In the vast majority of cases, ECOSOC took the decisions “by acclamation,” which means there was no actual vote, and no country raised an objection and called for one.
All of these countries are currently graded “not free” by the Washington-based democracy watchdog Freedom House, which every year evaluates countries’ records on political rights and civil liberties.
Other “not free” countries to be handed various leadership posts on Monday included Russia, China, Zimbabwe, Bahrain, Iraq, Mauritania, Kazakhstan, Belarus, Sudan, Burundi, Rwanda, Cameroon, Democratic Republic of Congo, Eritrea and Equatorial Guinea.
American taxpayers account for 22 percent of the regular budget of the U.N., which includes its major organs like ECOSOC.
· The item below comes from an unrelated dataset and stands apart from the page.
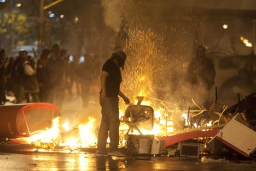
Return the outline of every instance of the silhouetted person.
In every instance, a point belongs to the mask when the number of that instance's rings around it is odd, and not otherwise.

Saudi Arabia’s elevation to a seat on the 41-member U.N. Women executive board comes even as the Sunni kingdom remains in the seventh-lowest position (138th out of 144 countries) in the World Economic Forum’s latest annual gender equality index.
Yemen, Pakistan and Iran, which are even further down the WEF index this year (in 144th, 143rd and 140th place respectively) are already member of the U.N. Women board.
The WEF Global Gender Gap report measures gaps between women and men in the fields of political empowerment, economic participation and opportunity, educational attainment, and health and survival.
This isn’t the first time in recent years that Saudi Arabia has assumed a leadership post on a U.N. body dealing with women’s issues, having served on U.N. Women from 2011-2013 and from 2014-2016.
One year ago, Saudi Arabia was elected onto the Commission on the Status of Women – in an ECOSOC vote that drew scrutiny when it became clear that even some Western democracies supported its candidacy, under cover of a secret ballot vote.
Monday’s decisions relating to the NGO Committee are also controversial. For years the committee has come under fire for rejecting accreditation applications by NGOs whose work has unsettled repressive regimes by shining a light on their human rights records.
Most recently, the NGO Committee voted in February to reject applications by the Iran Human Rights Documentation Center (by a 9-4 vote) and the Committee for Human Rights in North Korea (by a 9-5 vote).
U.S. Ambassador to the U.N. Nikki Haley at the time called decisions “shameful,” saying the committee was “being steamrolled by countries with terrible human rights records themselves.”
“Consultative status” at the U.N. is important for NGOs since it enables them to take part in sessions of various U.N. organs, such as the Human Rights Council in Geneva.
The rejected NGOs are hoping that a full meeting of ECOSOC – scheduled for Tuesday – overturns the NGO Committee’s February decision.
Whatever the case, with Monday’s “by acclamation” bestowal of seats on the NGO Committee to seven “not free” countries for the next four years, controversial decisions are unlikely to be a thing of the past.
“Membership on this committee matters,” U.N. Watch executive director Hillel Neuer said on Monday, “because it’s the first gatekeeper for deciding which human rights activists and civil society groups can have a place and a voice at the United Nations.”
“Sadly, the dictator-dominated committee systematically denies accreditation to legitimate organizations, and harasses those who already have NGO status in order to intimidate them into silence.”